Showing that if $f$ is the only limit point in a computable tree $T$ then $f\leq_T\emptyset''$.

Question

I am currently working through Soare's Computability text and am going over the section on binary trees (Chapter 8). I got to the following question: Let $T$ be a computable tree (in $2^\omega$) and assume $[T]$ has only one limit point, $f$. Show that $f\leq_T\emptyset''$.

Here we have that a computable tree $T$ is a computable set closed under initial segments, i.e. $\sigma\in T$ and $\tau\prec\sigma$ implies $\tau\in T$ and $[T]$ denotes the set of infinite paths in our tree $T$, i.e. $\{f\colon (\forall n)[f\!\upharpoonright\! n\in T]\}$ while $\emptyset''$ denotes the Turing Jump of the Halting Problem.

In order for $f$ to be a limit point of $[T]$ we must have that, $\forall\sigma\in F$, there exists $\tau\in T$ such that $\sigma\preceq\tau$ or $\tau\prec\sigma$ and $\tau\not\in f$ (i.e. $f$ is not an isolated path and thus contains no atom). After this observation, however, I was at a loss on where to go from here in order to prove that $f$ is $\emptyset''$-computable since I cannot seem to come up with an algorithm that avoids isolated paths in $[T]$. Any help would be greatly appreciated!

Answer 1

You can compute $f$ from $0''$ as follows.

First, notice that even $0'$ knows whether a given node $\sigma$ in the tree lies on a branch, since you just have to ask whether $\sigma$ has infinitely many extensions in the tree, and this is a $\Pi^0_1$ question that $0'$ can therefore answer.

Next, among the nodes $\sigma$ that do lie on a branch, using $0''$ we can recognize whether $\sigma$ lies on two or more different branches, since this is equivalent to asking whether there are two incomparable extensions of $\sigma$, each of which lie on a branch. This is a $\Sigma^0_2$ question about $\sigma$ that $0''$ can answer.

Now, the key observation is that if $\sigma$ lies only on isolated branches, then since Cantor space is compact, it follows that $\sigma$ lies on only finitely many isolated branches (since any infinite set would have a limit point). So therefore, there will be a level in the tree by which time all those finitely many branches have separated from one another. So with a $0''$ oracle, we can search for a level in the tree such that all extensions of $\sigma$ on that level lie on at most one path. In this way, we recognize that $\sigma$ lies on only isolated branches.

In this way, we can systematically enumerate, with a $0''$ oracle, all the nodes that do not lie on the unique limit-point branch. When all nodes on a given level have been excluded in this way except one, then we know that that node is the node that lies on the limit-point branch.

Answer 2

Joel's answer is absolutely correct; let me give another take on really the same idea, phrased differently (in terms of limit computation), which (relativized appropriately) says that a set is computable in $A'$ iff it is limit computable in $A$. Here $A=0'$; we want to limit-compute $f$ using $0'$.
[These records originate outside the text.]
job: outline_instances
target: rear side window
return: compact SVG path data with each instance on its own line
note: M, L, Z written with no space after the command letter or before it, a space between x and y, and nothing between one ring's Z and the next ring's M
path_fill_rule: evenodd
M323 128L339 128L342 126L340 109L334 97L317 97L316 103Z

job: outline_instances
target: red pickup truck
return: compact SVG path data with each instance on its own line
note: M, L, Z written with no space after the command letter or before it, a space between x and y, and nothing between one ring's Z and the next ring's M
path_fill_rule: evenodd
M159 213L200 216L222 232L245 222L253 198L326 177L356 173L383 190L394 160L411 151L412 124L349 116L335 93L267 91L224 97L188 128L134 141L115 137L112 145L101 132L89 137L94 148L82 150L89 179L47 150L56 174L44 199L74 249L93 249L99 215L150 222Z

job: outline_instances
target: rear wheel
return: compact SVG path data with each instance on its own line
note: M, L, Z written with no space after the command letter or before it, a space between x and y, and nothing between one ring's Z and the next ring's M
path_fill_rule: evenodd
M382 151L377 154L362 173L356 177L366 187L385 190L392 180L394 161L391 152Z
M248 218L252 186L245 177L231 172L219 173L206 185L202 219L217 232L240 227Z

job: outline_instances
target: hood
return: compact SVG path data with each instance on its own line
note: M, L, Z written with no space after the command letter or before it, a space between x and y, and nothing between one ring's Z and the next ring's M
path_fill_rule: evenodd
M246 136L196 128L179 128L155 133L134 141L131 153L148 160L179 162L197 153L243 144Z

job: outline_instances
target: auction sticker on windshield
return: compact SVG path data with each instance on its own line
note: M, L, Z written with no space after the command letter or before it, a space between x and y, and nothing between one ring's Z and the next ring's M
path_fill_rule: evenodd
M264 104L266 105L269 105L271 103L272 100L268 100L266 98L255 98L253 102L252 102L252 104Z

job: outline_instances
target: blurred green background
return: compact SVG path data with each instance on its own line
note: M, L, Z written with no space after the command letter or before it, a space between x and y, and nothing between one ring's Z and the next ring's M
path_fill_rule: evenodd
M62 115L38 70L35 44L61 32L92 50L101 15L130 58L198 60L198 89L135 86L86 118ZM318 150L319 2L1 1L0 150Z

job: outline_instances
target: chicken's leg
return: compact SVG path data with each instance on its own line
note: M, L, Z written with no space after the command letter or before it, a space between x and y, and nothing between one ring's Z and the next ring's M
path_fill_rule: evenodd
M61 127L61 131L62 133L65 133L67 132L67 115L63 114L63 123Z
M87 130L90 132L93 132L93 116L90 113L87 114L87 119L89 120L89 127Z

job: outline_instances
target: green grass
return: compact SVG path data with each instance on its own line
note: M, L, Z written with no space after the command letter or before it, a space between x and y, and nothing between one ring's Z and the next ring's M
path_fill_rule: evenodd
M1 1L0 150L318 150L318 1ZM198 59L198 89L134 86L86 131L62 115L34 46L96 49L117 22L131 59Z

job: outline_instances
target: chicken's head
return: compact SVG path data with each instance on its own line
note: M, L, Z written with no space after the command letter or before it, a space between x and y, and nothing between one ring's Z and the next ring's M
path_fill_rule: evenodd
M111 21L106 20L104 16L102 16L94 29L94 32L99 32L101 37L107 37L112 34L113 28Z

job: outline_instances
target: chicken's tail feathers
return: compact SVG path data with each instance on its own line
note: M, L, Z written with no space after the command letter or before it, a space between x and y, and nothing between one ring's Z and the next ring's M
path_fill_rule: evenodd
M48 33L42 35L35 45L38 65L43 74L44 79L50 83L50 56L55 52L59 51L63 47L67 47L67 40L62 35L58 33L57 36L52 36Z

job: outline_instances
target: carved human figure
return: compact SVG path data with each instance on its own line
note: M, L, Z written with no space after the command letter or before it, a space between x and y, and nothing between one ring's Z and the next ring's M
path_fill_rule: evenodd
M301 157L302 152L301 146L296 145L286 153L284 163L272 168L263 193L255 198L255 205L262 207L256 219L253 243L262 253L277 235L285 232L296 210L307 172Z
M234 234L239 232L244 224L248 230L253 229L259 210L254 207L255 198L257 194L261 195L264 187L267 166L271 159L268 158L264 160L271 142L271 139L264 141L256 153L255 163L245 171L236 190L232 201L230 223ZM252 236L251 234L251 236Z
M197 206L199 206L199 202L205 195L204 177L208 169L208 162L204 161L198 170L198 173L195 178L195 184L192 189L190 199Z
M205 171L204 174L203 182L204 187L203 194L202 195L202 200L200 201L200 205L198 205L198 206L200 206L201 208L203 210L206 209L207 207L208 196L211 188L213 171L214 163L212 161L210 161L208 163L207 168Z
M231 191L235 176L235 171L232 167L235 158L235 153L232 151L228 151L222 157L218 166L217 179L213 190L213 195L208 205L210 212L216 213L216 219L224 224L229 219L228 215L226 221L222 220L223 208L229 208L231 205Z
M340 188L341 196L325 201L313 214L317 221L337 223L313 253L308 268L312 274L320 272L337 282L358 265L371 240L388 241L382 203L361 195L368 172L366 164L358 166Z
So how do we do this? Well, our one actual use of $0'$ is to "prune the tree" - replace $T$ with the subtree $T^*=\{\sigma\in T: \exists g\in [T], \sigma\prec g\}$ of extendible nodes. We then limit-compute via $T^*$, by "guessing" whether a node lies on the nonisolated path $f$ or not.

Intuitively, when we see a branching occur above a node $\sigma\in T^*$, we see another path going through $\sigma$ (since each node is extendible), so it seems more likely that $f$ goes through $\sigma$ ($f$ is nonisolated, so it's "surrounded" by lots of paths; if $\sigma\prec f$ we will see lots of splitting above $\sigma$!). In fact, the following is true, and a good exercise (it's essentially a higher version of Konig's lemma):

$\sigma\prec f$ iff $T^*$ has infinitely many splitting nodes above $\sigma$.

One direction is trivial; for the other, the key is to observe via Konig's lemma that any binary tree with infinitely many paths has a limit path.

So how do we figure out what $f$ is "in the limit"? Well, let's think about figuring out the first bit of $f$ - does $f$ start with a $0$ or a $1$? Well, we search down the tree node by node, and at any given moment our "current guess" about $f(0)$ is $0$ if we most recently saw a splitting above $\langle 0\rangle$, and $1$ if we most recently saw a splitting above $\langle 1\rangle$ (and to get things started, let's say $f(0)=0$ at the start, but this is arbitrary). By the previous paragraph, eventually we "run out" of splitting nodes above one node but not above the other, so our guess settles down to the right value. Similarly, but a bit messier to write down, we can limit compute $f(n)$ for each $n$.